The concept of “bearing witness” to suffering is all too familiar to the Jewish community, especially during times of Holocaust remembrance and more specifically, Yom HaShoah. I am currently a graduate student of Mindfulness Studies at Lesley University and my deep dive into Buddhist philosophy over the last year has helped illuminate the concept of what it means to bear witness to suffering and how it is a necessary step to healing the world.
In his book entitled Bearing Witness, Zen teacher and author Bernie Glassman writes, “Out of the process of bearing witness the right action of making peace, of healing, arises.” It was the inclination to bear witness to the suffering of the over one million murdered at Auschwitz-Birkenau that lead Glassman to lead a pilgrimage for diverse religious figures and peacemakers to this corner of horror in 1996, which he discusses in this book. His intention, which was then shared among the group of 150 peacemakers, was to “be face-to-face with both the horror — and the healing — of Auschwitz.” “How could there be healing at Auschwitz?”, I asked myself. Then I read on.
During the two-mile walk from the “living” labor quarters of Auschwitz to the death camp of Birkenau, the group chanted the names of the murdered victims in a walking meditation. I was privileged to walk this same path, this same path that over one million innocent victims of the Nazis, the majority Jewish, walked to their deaths, in the spring of 2015 on the Young Adult March of the Living. I was also on a pilgrimage of sorts, not with Zen practitioners but with fellow Jews, mostly young adults. We too came to bear witness to the lost histories of our shared ancestors. No one could escape the eeriness of the fact that had we been born a short 50 years earlier, we would not have been so lucky to walk out of those gates.

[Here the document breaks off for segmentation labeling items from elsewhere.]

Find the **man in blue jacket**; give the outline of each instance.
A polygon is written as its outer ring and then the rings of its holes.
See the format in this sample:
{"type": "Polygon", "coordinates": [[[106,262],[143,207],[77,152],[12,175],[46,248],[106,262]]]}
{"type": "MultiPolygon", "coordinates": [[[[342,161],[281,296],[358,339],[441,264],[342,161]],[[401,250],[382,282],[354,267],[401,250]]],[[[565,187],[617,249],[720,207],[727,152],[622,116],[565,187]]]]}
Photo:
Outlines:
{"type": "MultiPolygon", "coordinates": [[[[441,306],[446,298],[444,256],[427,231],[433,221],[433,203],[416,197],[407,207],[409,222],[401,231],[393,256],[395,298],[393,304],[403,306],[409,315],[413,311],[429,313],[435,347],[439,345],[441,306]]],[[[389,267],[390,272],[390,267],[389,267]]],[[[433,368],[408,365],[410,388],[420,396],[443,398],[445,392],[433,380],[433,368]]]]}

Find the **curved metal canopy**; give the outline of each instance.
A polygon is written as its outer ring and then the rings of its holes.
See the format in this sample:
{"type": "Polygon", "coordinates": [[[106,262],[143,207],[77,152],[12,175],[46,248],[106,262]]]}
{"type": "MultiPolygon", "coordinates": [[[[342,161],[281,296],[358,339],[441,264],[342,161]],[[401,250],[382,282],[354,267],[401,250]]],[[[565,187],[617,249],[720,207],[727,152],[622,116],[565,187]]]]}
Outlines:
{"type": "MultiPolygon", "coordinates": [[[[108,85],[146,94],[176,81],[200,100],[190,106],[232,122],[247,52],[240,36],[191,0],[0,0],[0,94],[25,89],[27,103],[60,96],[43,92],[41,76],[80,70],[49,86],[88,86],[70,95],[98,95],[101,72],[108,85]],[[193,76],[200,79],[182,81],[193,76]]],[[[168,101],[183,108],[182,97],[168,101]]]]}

Glassman was encouraged by his old friend, Rabbi Zalman Schachter-Shalomi, to keep his, and the intention of the group, in mind throughout their experience. Reflecting back on my own experience at Auschwitz-Birkenau, it was very easy to let anger, sadness, confusion, and shock cloud my intentions for being there. Glassman writes:
“We were not doing this for ourselves, he said, or for the sake of our experience or understanding, not even for our own grief. We were doing this for the souls left at Auschwitz, cut off from life quickly and abruptly, unable to find rest. Our retreat was for the sake of those souls, to help bring them to rest.”
It is difficult to understand the unthinkable, but bearing witness to the suffering of others happens before conscious understanding. It is opening a window to awakening without fully knowing why. I did not think of my own experience at Auschwitz as an opportunity to help bring those innocent, suffering souls to rest. I wish I had. I felt compelled to walk that hallowed ground so I could more deeply embody the torch I was carrying as a Jewish person. A Jewish person who by some twist of fate was born in Canada in 1989 and whose ancestors headed west from Poland, Belarus, and Russia in the 1920s and 30s knowing their future as Jews there was bleak, but to their horror became so much bleaker than anyone could have envisioned. Had they stayed, I would not be here. Those lost souls are intertwined with my own, not only because I am Jewish but because I am human. I hope my retreat there helped bring their souls to rest and brought healing to them, like Glassman’s retreat did. I had only previously thought of what my experience at Auschwitz-Birkenau had taught and instilled within me, not what my presence could have done for the victims. Now I know and believe that bearing witness is a two-way exchange of awakening and healing, even for the no longer living.